Inside Innovation at Intel

Innovation is an increasingly popular word, you see it everywhere. If you look back in time it has gone from the occasional appearance in articles and magazines five years ago to the current situation where every company from cookies to cameras has innovation in their mission statements, vision and product ads.

Innovation is also a personal passion of mine. After serving in a variety of roles at Intel for the past 20 years – ranging from teaching ASIC engineers about cell-based design and adding test methodology to their designs, to manufacturing and then a start-up business – I worked in the IT Innovation group and just moved to my current role doing Research Proliferation with the Intel Research team. I recently co-authored Managing IT Innovation for Business Value with Martin Curley, a book from Intel Press. It has a lot of information and tips for innovators.

So, is Innovation a Fad? Is it the latest buzzword?

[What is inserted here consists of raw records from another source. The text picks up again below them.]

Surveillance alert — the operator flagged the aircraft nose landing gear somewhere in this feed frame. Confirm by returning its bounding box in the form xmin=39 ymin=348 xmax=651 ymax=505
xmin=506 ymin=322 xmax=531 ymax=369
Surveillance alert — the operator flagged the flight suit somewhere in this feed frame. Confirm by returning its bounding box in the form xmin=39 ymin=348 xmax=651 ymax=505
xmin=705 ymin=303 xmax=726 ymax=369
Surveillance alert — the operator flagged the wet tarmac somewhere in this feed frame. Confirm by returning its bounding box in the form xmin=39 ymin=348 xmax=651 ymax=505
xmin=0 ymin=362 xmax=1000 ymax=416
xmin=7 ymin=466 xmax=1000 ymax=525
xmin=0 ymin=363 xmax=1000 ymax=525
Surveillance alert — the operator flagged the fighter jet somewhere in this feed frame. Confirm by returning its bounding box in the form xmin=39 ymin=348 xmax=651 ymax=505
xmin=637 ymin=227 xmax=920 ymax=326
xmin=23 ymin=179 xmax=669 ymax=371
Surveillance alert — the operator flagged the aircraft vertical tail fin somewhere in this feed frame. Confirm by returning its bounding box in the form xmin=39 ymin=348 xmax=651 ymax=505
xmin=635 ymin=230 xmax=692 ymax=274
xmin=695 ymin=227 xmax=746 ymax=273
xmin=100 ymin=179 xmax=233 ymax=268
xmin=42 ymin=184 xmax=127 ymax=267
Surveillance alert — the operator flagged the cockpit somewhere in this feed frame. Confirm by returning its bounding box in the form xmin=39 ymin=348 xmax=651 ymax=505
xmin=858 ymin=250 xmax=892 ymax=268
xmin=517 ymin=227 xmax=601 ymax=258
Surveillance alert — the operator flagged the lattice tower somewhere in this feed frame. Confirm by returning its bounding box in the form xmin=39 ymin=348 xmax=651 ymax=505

I think that innovation is everything that all the smart authors say about it: disruptive, thinking outside the box, being creative, filling unmet needs, and more. It is the “more” I’d like to open a discussion about – the discipline, tools, process and research that are required for the value that innovation delivers. Innovation is all about value. Value to the user, the employee, the shareholder. Sometimes value is perceived – and I am beginning to believe “perception is 9/10th of the law.” A manager’s perception of innovation is the driving factor that determines if innovation tools and processes will be available to their employees.

I really hope innovation slogans aren’t being overused to the point where people tune them out, especially managers.

50 years ago people probably asked the same questions about Quality. Is it a fad, the new consulting industry, latest buzzword? If not for Craig Barrett saying “We will do it” Quality might have been a late discipline to Intel.

Innovation as a discipline – some may think that is an oxymoron. But you can use a process to achieve innovation. Talking to Amir Roggel in the Technology Manufacturing Group about TRIZ – I have no doubt that there are processes that result in innovation. The use of TRIZ in our manufacturing environment is tracking millions of dollars saved.

There are tools for measuring innovation: an assessment for teams, an index linking innovation indicators, and individual assessment. It’s not about scoring yourself on MENSA tests or just about creativity.

There are more tools: a process for generating ideas, a database for capturing problems and ideas, training and workshops; even Copy Exactly!, our manufacturing methodology, is an innovation tool.

People are the number one ingredient to innovation– experts in their subjects through experience, education and research combined with innovation instructors, and consultants bring diversity in order avoid similar thinking. People recognize problems or patterns that need innovation. I am really excited to see all the latest innovations at the upcoming Intel Developer Forum in Shanghai. If you are going to be there let’s chat face to face (check out the Open Innovation track). Amir and I will be there with other Innovation experts.

How about you, did you know Innovation can be measured? Is innovation as a process becoming part of your work DNA?

2 Responses to Inside Innovation at Intel

  1. Elia Rodriguez says:

    can you say more about TRIZ, in a nutshell? It sounds intriguing.
    I am having a really hard time understanding how innovation and methodology can go hand-in-hand. I work at a Fortune 500 company; we have plenty of methodologies and processes in place, but I don’t see how they encourage innovation at all.
    Thank you.

  2. Esther Baldwin says:

    @Elia, a process for innovation itself can get results even though when people hear “process” they often think “bureaucracy”. People are most familiar with brainstorming as an Ideation tool but there much more effective processes e.g. one course I went to leverages how our brains work. TRIZ has it’s foundation in a database of patents. If you follow the process you can identify solutions, even for old problems that were thought unsolvable. It is a little bit like pattern recognition – you look for the underlying principle or pattern and the TRIZ tools suggest solutions based on engineering principles. They have a process to reduce cost through innovation too. Very interesting.